Shih Ming-deh has recently returned from the sunny climes of Thailand where he basked while whatever remnants (if any) there were left of his red shirts withstood the wind, rain and cold outside Taipei Main Station. Now Shih is plying another grandstanding move. He pledges that he will be true to his word, that since his coup did not topple Chen Shui-bian, he will become a recluse. He will retire into a small apartment near the main Taipei Main Station and stay there until Chen steps down in 2008.
Lots of people live a reclusive life in a small apartment near the train station, but only Shih can manufacture any media moments from it. Long past his sell-by date, as Shih was bidding reporters good-bye and closing the door to his new apartment, he told reporters that the public should vote Blue, and if they don't vote Blue, they should cast an invalid ballot.
I'm not worried, though. I'm sure the BBC will go right on breathlessly reporting about how Shih's demonstration was a non-partisan demonstration designed to "highlight corruption." It's one thing to err, but another to persist in it. As my favorite Vulcan once observed, just be sure you're not confusing empiricism with stubbornness.
But enough scoring on the klueless BBC. Bottom line: it's heartbreaking to see Shih Ming-teh, whom so many of us admired for so long, become a shill for the people who once put him in jail. What was it all for, Nori?
[Taiwan] [Shih Ming-deh/Shih Ming-te] [Chen Shui-bian] [BBC]
I really just don't get Shih... despite his sort of saint like credentials, his moves to topple Chen Shui-bian are as you and many others have pointed out, completely misguided, inconsistent, contradictory, full of grandstanding that comes to nothing...
ReplyDeleteLet's say the toppling CSB was the right thing to do. So this guy goes through all that jail time, but he gives up after a few weeks and then goes to Thailand, currently an authoritarian country??? He mentions nothing about the KMT's wealth, doesn't care about any of the confirmed corruption going on with either the KMT or DPP on anything lower than the presidential level... is it a grudge thing?
What happened to Shih Ming-teh's principles? You can be misguidedly idealistic, but he's not even that!
I don't get Shih either, so I can only guess that he feels Taiwan owes him for all the years that he spent locked up---and he intends to collect.
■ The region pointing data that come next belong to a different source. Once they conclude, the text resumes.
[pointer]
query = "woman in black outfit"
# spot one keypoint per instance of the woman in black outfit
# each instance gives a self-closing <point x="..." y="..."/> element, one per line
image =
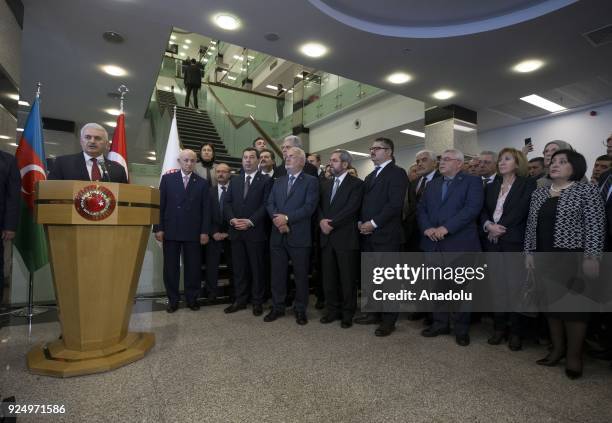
<point x="503" y="219"/>
<point x="566" y="217"/>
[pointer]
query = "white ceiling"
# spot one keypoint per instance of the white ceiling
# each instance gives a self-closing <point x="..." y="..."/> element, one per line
<point x="63" y="46"/>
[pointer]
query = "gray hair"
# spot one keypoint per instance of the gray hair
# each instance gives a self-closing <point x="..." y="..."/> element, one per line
<point x="294" y="140"/>
<point x="458" y="154"/>
<point x="345" y="156"/>
<point x="489" y="153"/>
<point x="94" y="126"/>
<point x="430" y="153"/>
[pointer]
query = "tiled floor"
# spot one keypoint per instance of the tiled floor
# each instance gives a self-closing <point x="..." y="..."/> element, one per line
<point x="208" y="366"/>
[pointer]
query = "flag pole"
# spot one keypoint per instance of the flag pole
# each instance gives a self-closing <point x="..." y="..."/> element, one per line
<point x="30" y="311"/>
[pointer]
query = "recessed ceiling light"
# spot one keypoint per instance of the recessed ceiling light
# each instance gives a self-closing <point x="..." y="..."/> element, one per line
<point x="226" y="21"/>
<point x="313" y="49"/>
<point x="443" y="94"/>
<point x="543" y="103"/>
<point x="463" y="128"/>
<point x="357" y="153"/>
<point x="114" y="70"/>
<point x="399" y="78"/>
<point x="415" y="133"/>
<point x="528" y="66"/>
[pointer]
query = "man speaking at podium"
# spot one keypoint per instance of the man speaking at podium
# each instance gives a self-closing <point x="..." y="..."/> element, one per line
<point x="90" y="165"/>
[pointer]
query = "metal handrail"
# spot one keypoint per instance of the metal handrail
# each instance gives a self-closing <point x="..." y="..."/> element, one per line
<point x="244" y="121"/>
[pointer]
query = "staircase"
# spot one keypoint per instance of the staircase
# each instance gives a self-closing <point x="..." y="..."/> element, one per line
<point x="195" y="128"/>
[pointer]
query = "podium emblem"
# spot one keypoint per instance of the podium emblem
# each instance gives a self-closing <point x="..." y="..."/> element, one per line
<point x="95" y="202"/>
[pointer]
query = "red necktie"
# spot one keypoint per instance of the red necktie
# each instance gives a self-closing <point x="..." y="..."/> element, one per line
<point x="95" y="170"/>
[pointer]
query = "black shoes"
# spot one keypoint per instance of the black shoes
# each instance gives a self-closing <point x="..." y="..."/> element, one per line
<point x="497" y="338"/>
<point x="273" y="315"/>
<point x="515" y="343"/>
<point x="384" y="330"/>
<point x="367" y="319"/>
<point x="462" y="340"/>
<point x="430" y="332"/>
<point x="300" y="318"/>
<point x="234" y="308"/>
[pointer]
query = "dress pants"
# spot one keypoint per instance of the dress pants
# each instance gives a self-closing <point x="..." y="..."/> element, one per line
<point x="213" y="252"/>
<point x="192" y="265"/>
<point x="339" y="276"/>
<point x="191" y="89"/>
<point x="249" y="270"/>
<point x="387" y="319"/>
<point x="280" y="254"/>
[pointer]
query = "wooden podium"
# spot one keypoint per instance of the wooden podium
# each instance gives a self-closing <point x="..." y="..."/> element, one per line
<point x="97" y="235"/>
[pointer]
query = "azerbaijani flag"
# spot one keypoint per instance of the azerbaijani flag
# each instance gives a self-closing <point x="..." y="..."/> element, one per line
<point x="30" y="237"/>
<point x="118" y="151"/>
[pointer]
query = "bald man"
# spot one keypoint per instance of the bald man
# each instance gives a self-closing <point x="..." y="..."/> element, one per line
<point x="184" y="225"/>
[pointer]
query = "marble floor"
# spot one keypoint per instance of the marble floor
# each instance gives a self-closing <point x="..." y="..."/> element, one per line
<point x="210" y="367"/>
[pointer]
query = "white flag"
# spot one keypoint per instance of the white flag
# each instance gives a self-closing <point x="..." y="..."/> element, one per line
<point x="173" y="148"/>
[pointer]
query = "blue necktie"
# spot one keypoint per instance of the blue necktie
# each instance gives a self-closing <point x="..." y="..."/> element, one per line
<point x="445" y="185"/>
<point x="291" y="179"/>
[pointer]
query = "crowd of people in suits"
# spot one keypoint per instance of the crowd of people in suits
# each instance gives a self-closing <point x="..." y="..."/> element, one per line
<point x="312" y="220"/>
<point x="269" y="221"/>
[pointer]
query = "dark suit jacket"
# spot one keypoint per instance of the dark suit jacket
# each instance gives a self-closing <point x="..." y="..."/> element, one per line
<point x="458" y="213"/>
<point x="343" y="211"/>
<point x="299" y="206"/>
<point x="217" y="221"/>
<point x="10" y="188"/>
<point x="516" y="208"/>
<point x="309" y="169"/>
<point x="383" y="201"/>
<point x="184" y="213"/>
<point x="73" y="167"/>
<point x="253" y="207"/>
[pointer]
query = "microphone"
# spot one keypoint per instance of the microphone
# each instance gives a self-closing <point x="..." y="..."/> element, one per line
<point x="102" y="165"/>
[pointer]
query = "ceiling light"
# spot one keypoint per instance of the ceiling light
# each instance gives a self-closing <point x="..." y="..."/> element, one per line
<point x="114" y="70"/>
<point x="313" y="49"/>
<point x="528" y="66"/>
<point x="113" y="112"/>
<point x="443" y="95"/>
<point x="415" y="133"/>
<point x="463" y="128"/>
<point x="357" y="153"/>
<point x="228" y="22"/>
<point x="543" y="103"/>
<point x="399" y="78"/>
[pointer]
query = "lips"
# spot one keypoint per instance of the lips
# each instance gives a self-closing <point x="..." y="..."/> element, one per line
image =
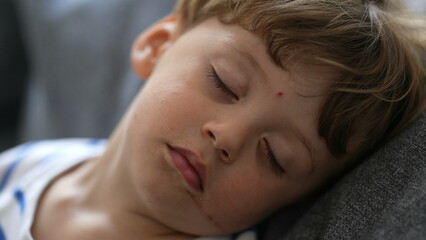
<point x="189" y="166"/>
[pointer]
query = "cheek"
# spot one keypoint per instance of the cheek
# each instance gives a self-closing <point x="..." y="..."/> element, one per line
<point x="238" y="202"/>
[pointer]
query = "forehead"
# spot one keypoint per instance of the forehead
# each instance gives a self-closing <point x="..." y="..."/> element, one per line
<point x="248" y="48"/>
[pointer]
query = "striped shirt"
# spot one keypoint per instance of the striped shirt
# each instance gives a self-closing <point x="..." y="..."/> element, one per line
<point x="26" y="170"/>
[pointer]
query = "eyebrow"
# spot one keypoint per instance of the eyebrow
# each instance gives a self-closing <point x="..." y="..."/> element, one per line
<point x="247" y="56"/>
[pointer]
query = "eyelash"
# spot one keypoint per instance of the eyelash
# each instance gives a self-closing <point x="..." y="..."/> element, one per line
<point x="273" y="162"/>
<point x="218" y="83"/>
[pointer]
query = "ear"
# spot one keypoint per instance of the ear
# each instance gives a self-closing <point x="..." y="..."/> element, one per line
<point x="151" y="44"/>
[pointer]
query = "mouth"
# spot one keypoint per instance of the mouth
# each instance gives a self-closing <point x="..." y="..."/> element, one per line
<point x="189" y="166"/>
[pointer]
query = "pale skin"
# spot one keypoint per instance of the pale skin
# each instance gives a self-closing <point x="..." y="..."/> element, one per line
<point x="134" y="191"/>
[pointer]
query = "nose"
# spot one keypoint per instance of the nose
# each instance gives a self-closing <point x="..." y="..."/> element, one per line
<point x="227" y="138"/>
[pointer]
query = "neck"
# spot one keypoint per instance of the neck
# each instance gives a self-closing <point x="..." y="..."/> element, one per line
<point x="104" y="187"/>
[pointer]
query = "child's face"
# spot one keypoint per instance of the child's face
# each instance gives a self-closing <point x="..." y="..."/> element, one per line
<point x="232" y="127"/>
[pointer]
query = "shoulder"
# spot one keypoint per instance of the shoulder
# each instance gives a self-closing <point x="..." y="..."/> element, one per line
<point x="23" y="159"/>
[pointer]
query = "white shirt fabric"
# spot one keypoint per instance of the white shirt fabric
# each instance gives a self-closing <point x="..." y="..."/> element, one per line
<point x="26" y="170"/>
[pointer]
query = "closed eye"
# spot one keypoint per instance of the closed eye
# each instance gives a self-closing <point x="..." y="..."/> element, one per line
<point x="219" y="84"/>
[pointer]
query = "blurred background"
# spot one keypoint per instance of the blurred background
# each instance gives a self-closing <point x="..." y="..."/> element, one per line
<point x="64" y="65"/>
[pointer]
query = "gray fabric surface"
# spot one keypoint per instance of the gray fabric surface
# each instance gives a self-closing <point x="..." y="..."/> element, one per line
<point x="81" y="81"/>
<point x="12" y="73"/>
<point x="383" y="198"/>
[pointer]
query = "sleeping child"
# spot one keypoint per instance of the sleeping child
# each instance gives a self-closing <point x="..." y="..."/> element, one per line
<point x="250" y="105"/>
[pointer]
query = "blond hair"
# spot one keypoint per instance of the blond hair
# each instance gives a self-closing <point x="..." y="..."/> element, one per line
<point x="380" y="87"/>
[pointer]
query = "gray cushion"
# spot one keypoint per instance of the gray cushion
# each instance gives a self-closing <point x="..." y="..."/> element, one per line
<point x="383" y="198"/>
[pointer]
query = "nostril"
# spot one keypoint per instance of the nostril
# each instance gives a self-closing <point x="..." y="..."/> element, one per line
<point x="225" y="155"/>
<point x="211" y="135"/>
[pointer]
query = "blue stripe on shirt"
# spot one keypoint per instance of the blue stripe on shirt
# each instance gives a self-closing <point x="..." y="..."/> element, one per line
<point x="20" y="198"/>
<point x="2" y="235"/>
<point x="13" y="165"/>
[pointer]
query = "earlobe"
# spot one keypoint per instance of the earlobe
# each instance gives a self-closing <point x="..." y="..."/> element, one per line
<point x="150" y="45"/>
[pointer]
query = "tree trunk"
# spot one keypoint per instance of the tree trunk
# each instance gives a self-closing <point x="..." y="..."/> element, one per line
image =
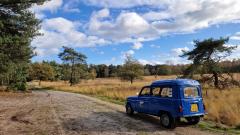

ReplyDeleteThe debt that he thinks he's owed probably includes a great deal of fawning and adulation, along with an array of creature comforts. I'm fairly certain he feels a great deal of hostility towards Chen for taking the reins of the DPP, and denying him the prestige that he feels he deserves.
From his speech and actions, I think one can detect a large dose of meglomania. This is not uncommon among Taiwanese figures, but Shih lacks the defenses or inhibitions to contain those impulses.
For all his apparent faults, he could still have retained his heroic stature, if he had simply followed in the footsteps of the Peng Ming-mins, the Wei Ting-Chaos, the Huang Huas, and others of his era, who quietly left the spotlight for their well-deserved rest.
For some, though, the spotlight, the wine, the women, the money, and the fame (or infamy) are too powerful to resist.